Research Information System
Frontiers in Medicine, no.13, pp.1-11, 2026 (Scopus)
Background:
This study aimed to evaluate the potential of microRNA (miRNA)-210 as a biomarker for distinguishing iron deficiency anemia (IDA) from functional iron deficiency (FID) in hemodialysis (HD) patients. The diagnostic performance of miRNA-210 was also compared with conventional biochemical markers, including hemoglobin (Hb), ferritin, transferrin saturation (TSAT), and zinc protoporphyrin (ZnPP).
Methods:
Fifty HD patients were classified into control, IDA, and FID groups according to Hb, ferritin, and TSAT criteria. Pre-dialysis blood samples were collected, and plasma miRNA-210 levels were measured using reverse transcription quantitative polymerase chain reaction (RT2-PCR).

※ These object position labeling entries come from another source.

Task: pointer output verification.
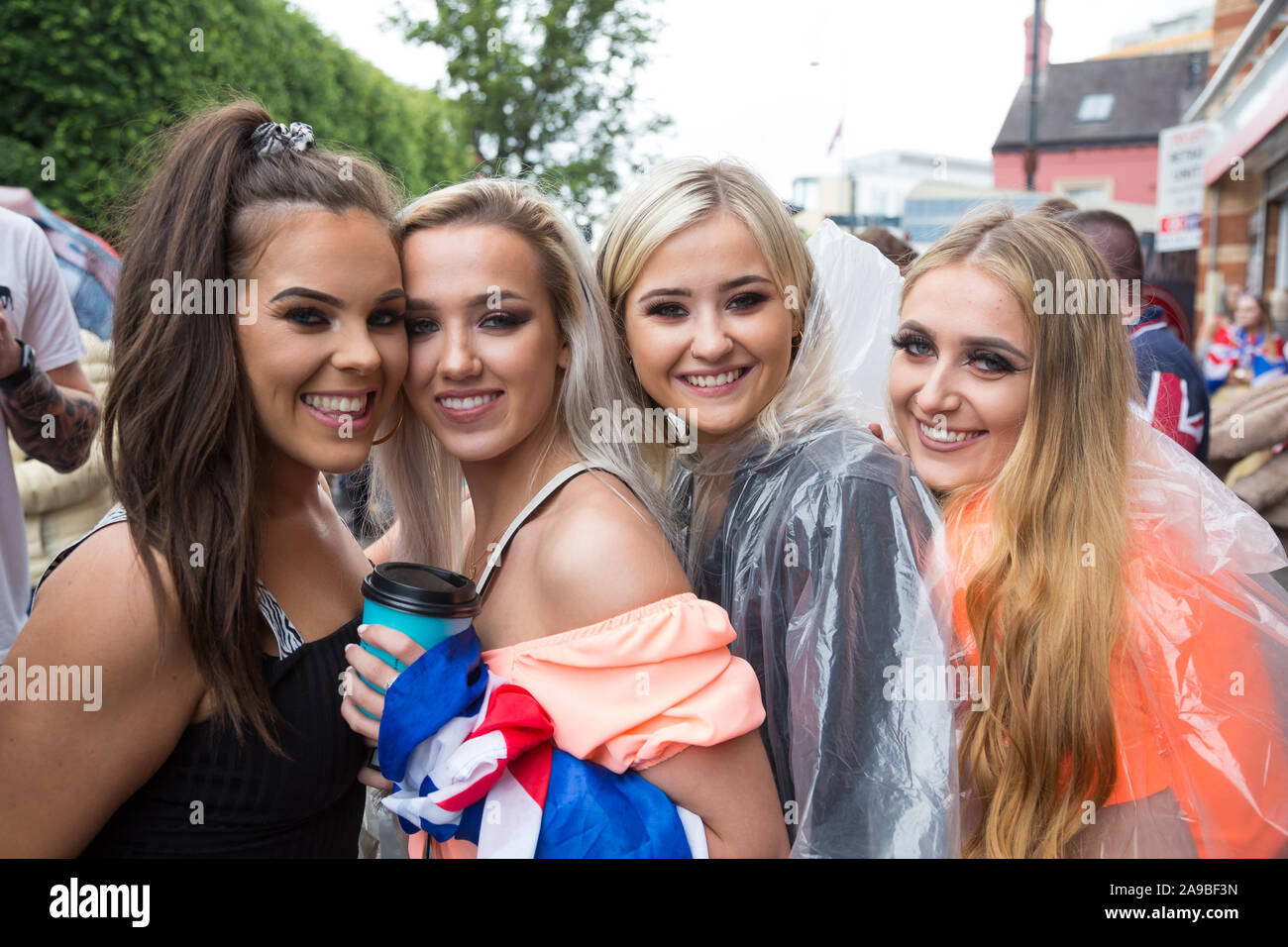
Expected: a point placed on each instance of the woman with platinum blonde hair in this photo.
(1119, 591)
(818, 540)
(511, 355)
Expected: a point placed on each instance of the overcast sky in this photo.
(769, 80)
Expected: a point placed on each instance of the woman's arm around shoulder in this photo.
(600, 560)
(65, 766)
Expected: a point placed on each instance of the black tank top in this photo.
(215, 796)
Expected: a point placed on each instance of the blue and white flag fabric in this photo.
(472, 758)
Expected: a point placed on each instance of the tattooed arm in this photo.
(65, 397)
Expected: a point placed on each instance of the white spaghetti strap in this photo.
(493, 560)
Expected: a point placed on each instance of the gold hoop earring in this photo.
(402, 405)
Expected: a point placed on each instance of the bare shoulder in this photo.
(600, 553)
(98, 607)
(94, 630)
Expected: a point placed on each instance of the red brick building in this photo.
(1245, 102)
(1098, 123)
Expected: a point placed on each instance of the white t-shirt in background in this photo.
(35, 304)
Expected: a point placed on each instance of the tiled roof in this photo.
(1150, 93)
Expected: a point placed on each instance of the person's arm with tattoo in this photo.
(59, 402)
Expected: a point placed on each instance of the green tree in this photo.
(84, 85)
(546, 86)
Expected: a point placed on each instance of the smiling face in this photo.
(326, 350)
(960, 376)
(707, 329)
(485, 351)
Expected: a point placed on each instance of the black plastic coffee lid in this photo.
(417, 589)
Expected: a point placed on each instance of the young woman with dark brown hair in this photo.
(259, 341)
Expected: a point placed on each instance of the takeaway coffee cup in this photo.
(425, 603)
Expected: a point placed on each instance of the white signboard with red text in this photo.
(1181, 153)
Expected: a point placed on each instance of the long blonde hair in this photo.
(1047, 602)
(415, 474)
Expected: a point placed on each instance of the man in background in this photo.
(46, 399)
(1175, 392)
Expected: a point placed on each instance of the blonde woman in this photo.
(1107, 579)
(809, 531)
(584, 602)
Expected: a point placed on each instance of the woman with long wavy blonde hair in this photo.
(585, 604)
(815, 538)
(1102, 575)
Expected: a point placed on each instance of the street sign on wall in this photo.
(1181, 153)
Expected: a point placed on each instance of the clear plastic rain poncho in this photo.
(1201, 682)
(825, 552)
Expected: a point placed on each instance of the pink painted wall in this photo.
(1133, 169)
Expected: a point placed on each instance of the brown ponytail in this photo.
(179, 429)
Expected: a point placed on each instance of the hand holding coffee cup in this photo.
(365, 681)
(407, 609)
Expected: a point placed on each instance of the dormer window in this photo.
(1096, 106)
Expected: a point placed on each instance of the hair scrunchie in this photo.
(273, 137)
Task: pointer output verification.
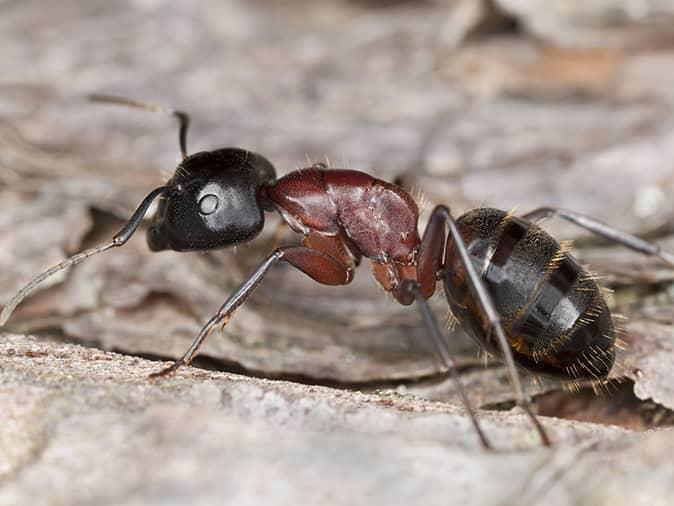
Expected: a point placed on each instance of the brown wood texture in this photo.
(497, 103)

Diagnostic performance was assessed through receiver operating characteristic (ROC) analysis alongside traditional biomarkers.
Results:
Plasma miRNA-210 levels were significantly higher in the IDA group compared to both the control (p = 0.0010) and FID (p = 0.0007) groups. A significant negative correlation was observed between miRNA-210 and Hb (ρ = −0.363, p = 0.0155). ROC analysis showed that miRNA-210 had moderate diagnostic discriminatory ability for differentiating IDA (AUC = 0.711, p = 0.0186). Its performance was comparable to ZnPP and exceeded to ferritin and TSAT.
Conclusion:
miRNA-210 may serve as a supportive biomarker, reflecting the interaction between hypoxia and iron metabolism in distinguishing IDA from FID among HD patients. These findings indicate that miRNA-210 could provide additional value in understanding anemia pathophysiology and enhance diagnostic evaluation.
Limitations:
Key limitations include the small sample size, single-center, cross-sectional design, absence of a healthy control group, and lack of molecular-level functional validation. Larger multicenter studies are needed to confirm these findings and determine clinically relevant cut-off values for miRNA-210.